The first race meeting, held that year, was open to horses over the age of six, no matter where they came from. The seven contenders behind the line were required to carry a weight of 12 stone and were competing for 100 guineas in an event that was then known as Her Majesty’s Plate. The winner? Well nobody knows anymore, the records are long lost and a name that should have been immortalised in sporting folklore, lost to an ancient administrative error.

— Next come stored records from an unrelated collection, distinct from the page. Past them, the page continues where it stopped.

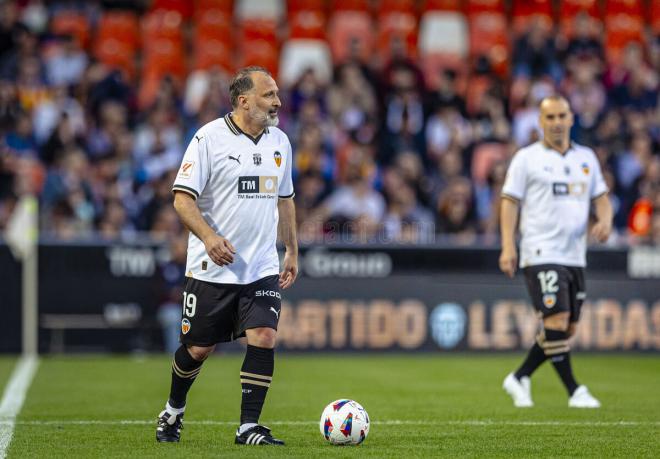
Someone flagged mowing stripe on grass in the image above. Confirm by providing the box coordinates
[3,420,658,427]
[0,356,39,459]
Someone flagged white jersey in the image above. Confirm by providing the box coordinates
[501,141,608,268]
[172,114,294,284]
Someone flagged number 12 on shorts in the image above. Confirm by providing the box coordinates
[537,270,559,293]
[182,292,197,317]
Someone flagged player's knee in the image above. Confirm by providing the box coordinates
[186,344,215,361]
[246,327,277,349]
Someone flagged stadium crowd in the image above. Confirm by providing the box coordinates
[0,0,658,246]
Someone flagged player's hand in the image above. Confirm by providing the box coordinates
[499,246,518,278]
[279,251,298,289]
[204,234,236,266]
[591,220,611,243]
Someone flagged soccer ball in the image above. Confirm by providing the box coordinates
[319,399,370,445]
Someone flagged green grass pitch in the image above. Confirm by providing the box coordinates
[3,354,659,458]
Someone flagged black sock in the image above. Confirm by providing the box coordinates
[544,329,579,395]
[514,341,548,379]
[240,345,274,425]
[168,345,204,409]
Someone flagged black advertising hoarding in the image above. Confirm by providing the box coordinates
[1,243,659,353]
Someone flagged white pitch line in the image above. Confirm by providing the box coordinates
[2,419,658,427]
[0,356,39,459]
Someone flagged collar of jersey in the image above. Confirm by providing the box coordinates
[224,113,269,145]
[541,140,575,157]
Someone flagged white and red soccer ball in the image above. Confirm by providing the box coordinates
[319,399,370,445]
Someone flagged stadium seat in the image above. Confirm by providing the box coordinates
[94,37,136,80]
[377,11,418,61]
[235,0,284,21]
[142,38,186,81]
[193,38,233,71]
[237,39,279,76]
[469,12,509,76]
[287,0,325,14]
[605,0,643,18]
[141,9,184,44]
[279,39,332,87]
[194,9,233,44]
[419,11,469,58]
[560,0,600,20]
[288,10,326,40]
[605,13,644,64]
[330,0,370,12]
[196,0,234,15]
[420,52,468,91]
[380,0,419,14]
[652,1,660,34]
[511,0,553,35]
[96,11,140,50]
[422,0,462,12]
[51,11,90,48]
[151,0,194,19]
[327,11,375,63]
[238,19,279,45]
[465,0,505,17]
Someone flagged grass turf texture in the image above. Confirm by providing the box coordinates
[5,354,659,458]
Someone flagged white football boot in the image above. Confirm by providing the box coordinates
[568,385,601,408]
[503,373,533,407]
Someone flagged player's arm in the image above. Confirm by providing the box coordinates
[499,196,519,278]
[591,192,613,243]
[277,197,298,289]
[173,191,235,266]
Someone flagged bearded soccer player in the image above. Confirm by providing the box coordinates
[499,96,613,408]
[155,66,298,445]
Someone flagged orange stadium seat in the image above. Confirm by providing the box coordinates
[327,11,375,63]
[377,11,418,61]
[194,9,232,44]
[196,0,234,15]
[469,12,509,76]
[422,0,463,12]
[151,0,194,19]
[652,0,660,34]
[193,38,233,71]
[559,0,600,20]
[142,9,184,43]
[94,37,136,80]
[51,11,90,48]
[289,10,326,40]
[605,0,643,18]
[512,0,553,34]
[142,38,187,80]
[465,0,505,17]
[96,11,140,50]
[330,0,370,12]
[237,40,279,76]
[238,19,278,44]
[380,0,418,14]
[605,13,644,64]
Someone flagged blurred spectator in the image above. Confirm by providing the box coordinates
[434,176,478,244]
[44,34,88,87]
[513,20,562,82]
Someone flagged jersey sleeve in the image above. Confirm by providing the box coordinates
[501,151,527,201]
[278,139,295,199]
[172,133,210,200]
[589,154,608,199]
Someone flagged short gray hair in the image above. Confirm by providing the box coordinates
[229,66,271,108]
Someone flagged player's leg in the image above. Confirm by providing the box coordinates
[235,275,284,445]
[157,278,235,442]
[566,268,600,408]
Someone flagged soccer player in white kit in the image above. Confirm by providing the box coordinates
[155,67,298,445]
[499,96,613,409]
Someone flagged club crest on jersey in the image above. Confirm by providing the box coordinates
[581,163,590,175]
[253,153,262,166]
[178,161,194,178]
[274,151,282,167]
[181,318,191,334]
[543,294,557,308]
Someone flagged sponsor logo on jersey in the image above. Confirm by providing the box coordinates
[256,290,281,299]
[552,182,586,196]
[179,161,194,178]
[581,162,590,175]
[543,294,557,308]
[181,318,191,334]
[237,176,278,198]
[253,153,262,165]
[274,151,282,167]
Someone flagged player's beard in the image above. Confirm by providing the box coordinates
[249,106,279,128]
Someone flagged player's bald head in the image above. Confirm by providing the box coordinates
[539,96,571,114]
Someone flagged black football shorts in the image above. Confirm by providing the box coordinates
[178,274,281,346]
[523,264,586,322]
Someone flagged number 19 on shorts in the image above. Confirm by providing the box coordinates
[182,292,197,317]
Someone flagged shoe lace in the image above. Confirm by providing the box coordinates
[252,425,271,436]
[158,414,183,430]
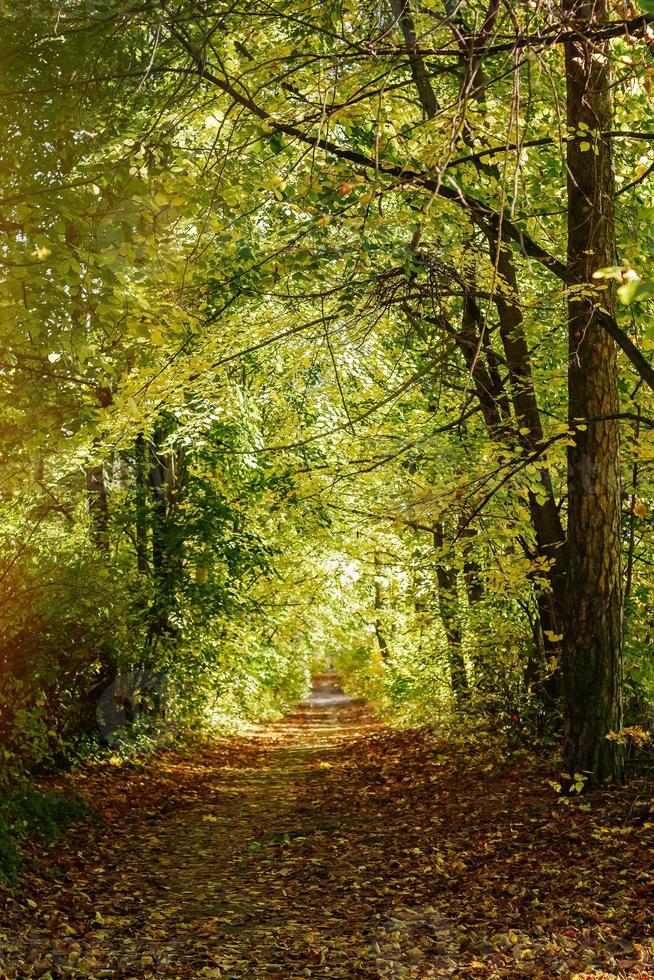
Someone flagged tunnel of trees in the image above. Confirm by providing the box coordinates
[3,0,654,809]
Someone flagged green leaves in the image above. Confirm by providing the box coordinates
[593,267,654,305]
[2,0,654,820]
[618,278,654,305]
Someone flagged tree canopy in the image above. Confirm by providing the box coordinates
[2,0,654,795]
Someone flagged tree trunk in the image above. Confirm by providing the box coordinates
[373,551,389,658]
[625,407,641,599]
[490,239,567,667]
[149,438,168,577]
[396,0,559,699]
[458,512,484,606]
[457,292,508,433]
[134,435,149,574]
[146,432,171,648]
[390,0,439,120]
[433,522,468,699]
[86,464,109,555]
[562,0,624,785]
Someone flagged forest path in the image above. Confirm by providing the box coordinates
[3,675,654,978]
[139,673,385,975]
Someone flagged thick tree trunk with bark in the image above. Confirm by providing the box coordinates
[562,0,624,785]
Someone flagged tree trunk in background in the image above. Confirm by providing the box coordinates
[134,435,149,574]
[563,0,624,785]
[456,293,508,433]
[65,220,113,561]
[458,513,484,607]
[373,550,389,658]
[490,237,567,685]
[86,464,109,555]
[147,432,171,648]
[149,434,168,577]
[390,0,438,120]
[433,523,468,699]
[443,1,566,696]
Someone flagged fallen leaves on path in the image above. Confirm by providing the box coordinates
[2,676,654,978]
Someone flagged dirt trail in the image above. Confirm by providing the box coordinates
[2,675,401,979]
[143,673,383,969]
[4,674,654,978]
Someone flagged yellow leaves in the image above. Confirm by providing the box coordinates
[149,325,167,346]
[110,390,141,420]
[607,725,651,747]
[262,173,286,201]
[31,245,51,260]
[126,318,151,342]
[490,929,524,948]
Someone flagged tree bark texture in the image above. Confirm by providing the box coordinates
[562,0,624,785]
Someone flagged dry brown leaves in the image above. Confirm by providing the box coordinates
[1,679,654,978]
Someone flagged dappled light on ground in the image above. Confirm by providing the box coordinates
[2,675,654,977]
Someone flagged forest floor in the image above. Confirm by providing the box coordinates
[2,675,654,978]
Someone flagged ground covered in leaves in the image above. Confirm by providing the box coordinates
[2,675,654,978]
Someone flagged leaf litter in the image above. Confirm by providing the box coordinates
[1,674,654,978]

That first race, though, bared little in semblance to the Ascot we watch today: a test of steel and stamina, a gruelling set of three heats, each four miles long – the length of the Grand National. Queen Anne’s ineffable contribution to the sport is rightfully still recognised today as Ascot opens, by tradition, with the Queen Anne Stakes.
(Photo: Longines)
After that haphazard start to life, albeit a sovereign haphazard, a more permanent racecourse was laid out by the gentleman William Lowen. A permanent building was then erected in 1794 before Parliament passed an Act of Enclosure in 1813 – making certain that the heath on which the course had been laid out would remain a public racecourse.
Like that first ever winner back in 1711, the origins of the Royal Meeting are unclear, stolen by the cruel mistress of time. It can be traced back, to an extent, to the first four-day meeting that took place in 1768. In its current guise though, the event has closer ties with the Gold Cup, introduced in 1807. The Gold Cup, of course, remaining a feature of today’s proceedings as the key race of the third day, or, as we all know it, Ladies’ Day.

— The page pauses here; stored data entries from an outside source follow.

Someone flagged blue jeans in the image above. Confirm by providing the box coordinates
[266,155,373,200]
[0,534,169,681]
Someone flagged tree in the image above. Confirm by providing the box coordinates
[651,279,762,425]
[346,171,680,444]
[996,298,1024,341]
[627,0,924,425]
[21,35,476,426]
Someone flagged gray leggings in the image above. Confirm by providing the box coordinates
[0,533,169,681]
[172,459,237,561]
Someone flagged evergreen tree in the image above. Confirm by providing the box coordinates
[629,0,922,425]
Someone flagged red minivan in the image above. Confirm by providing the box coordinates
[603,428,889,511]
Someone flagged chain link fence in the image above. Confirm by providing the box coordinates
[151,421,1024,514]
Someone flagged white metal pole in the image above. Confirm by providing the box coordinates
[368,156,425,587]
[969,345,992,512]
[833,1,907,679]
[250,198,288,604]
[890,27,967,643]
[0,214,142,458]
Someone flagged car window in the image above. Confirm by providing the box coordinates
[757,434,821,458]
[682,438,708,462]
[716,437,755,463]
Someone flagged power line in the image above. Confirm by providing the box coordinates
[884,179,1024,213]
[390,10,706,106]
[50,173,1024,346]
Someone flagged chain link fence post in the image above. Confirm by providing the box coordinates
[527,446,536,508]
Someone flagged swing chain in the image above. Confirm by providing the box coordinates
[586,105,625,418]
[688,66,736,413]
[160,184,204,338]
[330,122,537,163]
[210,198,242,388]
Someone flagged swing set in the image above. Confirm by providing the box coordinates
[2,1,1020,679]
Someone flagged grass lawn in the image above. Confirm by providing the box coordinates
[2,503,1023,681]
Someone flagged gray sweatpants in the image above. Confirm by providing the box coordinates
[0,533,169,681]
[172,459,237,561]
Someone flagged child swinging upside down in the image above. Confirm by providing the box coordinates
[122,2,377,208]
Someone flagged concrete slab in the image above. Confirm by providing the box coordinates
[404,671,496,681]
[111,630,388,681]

A further Act of Parliament of 1913 established the Ascot Authority an entity that continues to manage the racecourse to this day and from its creation until 1945 the only racing that took place at Ascot was the Royal Meeting. Post war, however other events have since been allowed and the racing on show appropriately diversified to make good use of the track.
The monarchical connection remains strong however, even to this day. Since her first attendance at Royal Ascot in 1947, the Queen hasn’t missed a meeting. It’s firmly pencilled into her diary and she’s even had 22 winners, including a 2013 Gold Cup win, where she became the first reigning monarch to win the Royal Meeting’s most important race.
Royal Ascot, ultimately, has a heritage richer than that of its crowd in attendance and prize fund up for grabs, kicking off the social season with much deserved fanfare and an undisputed high.